Dear Dr. Julie, I feel like every time I try to express my feelings to my partner, he becomes defensive or shuts down, which makes me feel unheard and invalidated. I love him and want to build a strong and healthy relationship, but I'm unsure how to approach this situation. Do you have any advice on how to communicate my emotional needs without creating conflict or pushing him away?

Lost and Confused

Lost and Confused:  That's frustrating for sure! One thing to keep in mind is that when we say something to another person, it gets filtered through their experiences and beliefs. What they hear is often not what we said or meant.

Many men have told me that when their wives or girlfriends are anxious or upset, they feel like they have done something wrong. Although I doubt you were trying to tell your partner that he had done something wrong (or is a bad relationship partner), my first question would be to wonder if that is what he heard. Can you ask him? Be sure to pick a time when you are feeling connected and things are going well.

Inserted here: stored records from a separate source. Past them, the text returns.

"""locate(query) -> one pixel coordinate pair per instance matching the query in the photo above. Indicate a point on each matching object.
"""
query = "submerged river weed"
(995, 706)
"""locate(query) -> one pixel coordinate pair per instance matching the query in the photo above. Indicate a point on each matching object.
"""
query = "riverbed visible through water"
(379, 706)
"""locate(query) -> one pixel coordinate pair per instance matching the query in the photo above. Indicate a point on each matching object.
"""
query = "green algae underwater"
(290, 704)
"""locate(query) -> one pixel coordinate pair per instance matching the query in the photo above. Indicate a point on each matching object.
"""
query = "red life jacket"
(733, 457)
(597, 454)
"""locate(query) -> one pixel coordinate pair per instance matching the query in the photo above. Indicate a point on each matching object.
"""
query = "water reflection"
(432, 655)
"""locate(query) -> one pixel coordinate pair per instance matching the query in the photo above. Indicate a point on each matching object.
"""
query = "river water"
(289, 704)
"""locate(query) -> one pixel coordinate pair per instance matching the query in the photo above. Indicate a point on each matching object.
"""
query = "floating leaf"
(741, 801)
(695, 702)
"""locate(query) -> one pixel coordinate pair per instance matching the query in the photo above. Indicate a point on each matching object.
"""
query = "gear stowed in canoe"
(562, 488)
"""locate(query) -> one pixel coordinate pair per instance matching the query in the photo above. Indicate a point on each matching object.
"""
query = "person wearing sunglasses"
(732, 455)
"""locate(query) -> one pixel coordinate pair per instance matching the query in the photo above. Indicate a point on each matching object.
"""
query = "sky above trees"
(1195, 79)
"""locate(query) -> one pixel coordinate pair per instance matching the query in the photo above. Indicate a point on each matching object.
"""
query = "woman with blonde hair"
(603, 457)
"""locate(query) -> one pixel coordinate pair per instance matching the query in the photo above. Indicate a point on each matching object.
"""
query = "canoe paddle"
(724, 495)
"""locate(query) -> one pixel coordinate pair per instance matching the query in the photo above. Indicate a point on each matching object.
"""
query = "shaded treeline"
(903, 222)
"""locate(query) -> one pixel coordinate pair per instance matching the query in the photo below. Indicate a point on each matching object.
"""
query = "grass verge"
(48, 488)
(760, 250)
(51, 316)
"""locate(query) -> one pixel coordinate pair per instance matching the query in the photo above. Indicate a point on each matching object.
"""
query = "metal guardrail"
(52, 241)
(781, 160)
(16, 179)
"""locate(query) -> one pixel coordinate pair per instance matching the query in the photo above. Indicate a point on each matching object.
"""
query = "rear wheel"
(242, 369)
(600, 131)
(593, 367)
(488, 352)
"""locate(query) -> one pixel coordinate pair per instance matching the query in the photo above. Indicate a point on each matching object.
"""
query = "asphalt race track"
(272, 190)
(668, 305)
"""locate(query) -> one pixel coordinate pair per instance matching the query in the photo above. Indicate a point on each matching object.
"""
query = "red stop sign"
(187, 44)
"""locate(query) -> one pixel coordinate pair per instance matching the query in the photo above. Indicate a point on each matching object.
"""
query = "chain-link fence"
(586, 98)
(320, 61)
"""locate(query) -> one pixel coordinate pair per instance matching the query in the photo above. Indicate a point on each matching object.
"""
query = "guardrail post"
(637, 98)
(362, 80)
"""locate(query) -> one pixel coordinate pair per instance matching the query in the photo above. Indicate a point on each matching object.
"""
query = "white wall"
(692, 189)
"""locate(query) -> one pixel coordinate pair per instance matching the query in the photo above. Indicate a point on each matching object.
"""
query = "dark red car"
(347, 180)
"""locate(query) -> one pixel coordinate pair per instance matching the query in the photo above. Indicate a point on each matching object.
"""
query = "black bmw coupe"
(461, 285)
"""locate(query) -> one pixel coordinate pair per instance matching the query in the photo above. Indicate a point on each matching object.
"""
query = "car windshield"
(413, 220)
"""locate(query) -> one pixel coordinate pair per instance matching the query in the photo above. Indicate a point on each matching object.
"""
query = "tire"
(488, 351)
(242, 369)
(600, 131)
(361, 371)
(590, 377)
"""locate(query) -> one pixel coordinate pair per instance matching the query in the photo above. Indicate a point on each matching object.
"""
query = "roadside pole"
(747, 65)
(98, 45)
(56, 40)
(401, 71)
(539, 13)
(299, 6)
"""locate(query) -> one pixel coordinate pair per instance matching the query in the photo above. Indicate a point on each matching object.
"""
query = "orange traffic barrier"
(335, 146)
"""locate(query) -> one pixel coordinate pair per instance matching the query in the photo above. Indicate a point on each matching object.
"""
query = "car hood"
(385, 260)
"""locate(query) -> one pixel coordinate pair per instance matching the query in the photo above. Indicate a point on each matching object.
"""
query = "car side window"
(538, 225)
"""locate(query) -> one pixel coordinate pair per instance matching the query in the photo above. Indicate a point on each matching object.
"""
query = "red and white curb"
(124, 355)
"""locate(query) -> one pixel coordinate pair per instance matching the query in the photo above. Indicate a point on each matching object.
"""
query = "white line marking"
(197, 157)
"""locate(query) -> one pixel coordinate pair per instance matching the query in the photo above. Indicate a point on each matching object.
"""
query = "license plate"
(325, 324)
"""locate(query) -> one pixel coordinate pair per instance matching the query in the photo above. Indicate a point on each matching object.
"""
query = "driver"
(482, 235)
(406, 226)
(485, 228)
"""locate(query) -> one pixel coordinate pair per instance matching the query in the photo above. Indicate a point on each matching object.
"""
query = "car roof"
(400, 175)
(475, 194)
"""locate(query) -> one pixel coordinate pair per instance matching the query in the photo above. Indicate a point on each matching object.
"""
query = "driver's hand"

If you don't feel comfortable asking him this question, or you ask and you end up in a fight, then you may be struggling with a bigger problem than just miscommunication. Dysfunctional relationship patterns often stem from emotional immaturity, childhood trauma, or lack of good relationship modeling growing up. If any of these is present (for either one of you), you'll need to address the dysfunctional pattern and underlying emotional issues or this defensiveness and your feelings of disconnection will continue throughout your relationship.

Ideally, the two of you should be able to have (short, emotion-free) discussions about the nature of your relationship without ending up in a fight. You should be able to say what works and doesn't work for you, have him listen to you, and work at adjusting his behavior to address your feedback. And, you should do the same for him. 

Remember, it takes 5 positive interactions to make up for one negative interaction. Work to keep your interactions generally positive so that when you need to give difficult feedback, it isn't occurring in a sea of negativity.


This is the first post in a series where I answer reader-submitted questions.